Modello cellulare dell’espressione genica nel cervello

 

 

DIANE RICHMOND

 

 

 

NOTE E NOTIZIE - Anno XII – 05 aprile 2014.

Testi pubblicati sul sito www.brainmindlife.org della Società Nazionale di Neuroscienze “Brain, Mind & Life - Italia” (BM&L-Italia). Oltre a notizie o commenti relativi a fatti ed eventi rilevanti per la Società, la sezione “note e notizie” presenta settimanalmente lavori neuroscientifici selezionati fra quelli pubblicati o in corso di pubblicazione sulle maggiori riviste e il cui argomento rientra negli oggetti di studio dei soci componenti lo staff dei recensori della Commissione Scientifica della Società.

 

 

[Tipologia del testo: RECENSIONE]

 

Un nuovo importante capitolo dell’anatomia del cervello è stato inaugurato dalla definizione dei territori neuroanatomici di espressione genica, estesa a tutte le regioni dell’encefalo di topo e all’intero genoma, in quell’imponente lavoro che è l’Allen Atlas. A questa speciale raccolta topografica di dati genetici, fa riscontro un altro importante progresso: la caratterizzazione di tipi cellulari cerebrali non sulla base di caratteri morfologici o funzionali, ma in base all’attività genetica. Messe insieme, queste due straordinarie fonti di informazione sembrano poter fornire elementi di importanza decisiva per il progresso delle conoscenze neurobiologiche, ma la realtà della ricerca si è scontrata con un grosso ostacolo: nella maggior parte dei casi, dato un tipo cellulare, non si sa in quali regioni cerebrali si trovi.
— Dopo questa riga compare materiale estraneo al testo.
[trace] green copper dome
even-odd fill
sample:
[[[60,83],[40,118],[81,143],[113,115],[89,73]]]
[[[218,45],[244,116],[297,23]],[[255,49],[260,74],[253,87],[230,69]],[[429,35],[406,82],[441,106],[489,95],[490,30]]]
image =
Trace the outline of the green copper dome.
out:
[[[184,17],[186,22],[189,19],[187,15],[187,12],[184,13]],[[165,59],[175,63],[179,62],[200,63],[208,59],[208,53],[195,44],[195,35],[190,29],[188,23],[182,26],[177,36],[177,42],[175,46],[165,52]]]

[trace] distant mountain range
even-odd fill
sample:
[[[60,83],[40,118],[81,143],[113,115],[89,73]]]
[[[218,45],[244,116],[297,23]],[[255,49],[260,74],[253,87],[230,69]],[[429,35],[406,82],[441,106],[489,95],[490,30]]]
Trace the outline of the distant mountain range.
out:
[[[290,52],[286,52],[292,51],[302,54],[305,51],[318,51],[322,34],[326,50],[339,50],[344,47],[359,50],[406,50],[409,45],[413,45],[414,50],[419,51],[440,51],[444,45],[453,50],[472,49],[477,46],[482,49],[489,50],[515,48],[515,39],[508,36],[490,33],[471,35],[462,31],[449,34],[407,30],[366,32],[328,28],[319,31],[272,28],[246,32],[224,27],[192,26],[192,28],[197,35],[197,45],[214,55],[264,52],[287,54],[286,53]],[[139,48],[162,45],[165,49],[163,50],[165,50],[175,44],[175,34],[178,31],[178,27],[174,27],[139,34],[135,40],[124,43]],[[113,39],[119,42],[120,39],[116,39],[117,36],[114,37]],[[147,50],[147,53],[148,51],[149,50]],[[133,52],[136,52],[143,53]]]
Una soluzione a questo problema viene da un’interessante proposta di modello di mappa del cervello murino specifica per tipo cellulare, formulata da Pascal Grange e colleghi. Usando l’Allen Atlas del cervello del topo, i cui dati completi sono stati pubblicati di recente, i ricercatori hanno elaborato un modello su base matematica per la definizione della distribuzione spaziale nelle regioni dell’encefalo dei tipi cellulari identificati sulla base del loro trascrittoma (Grange P., et al., Cell-type-based model explaining coexpression patterns of genes in the brain. Proceedings of the National Academy of Sciences USA – Epub ahead of print doi: 10.1073/pnas.1312098111, 2014).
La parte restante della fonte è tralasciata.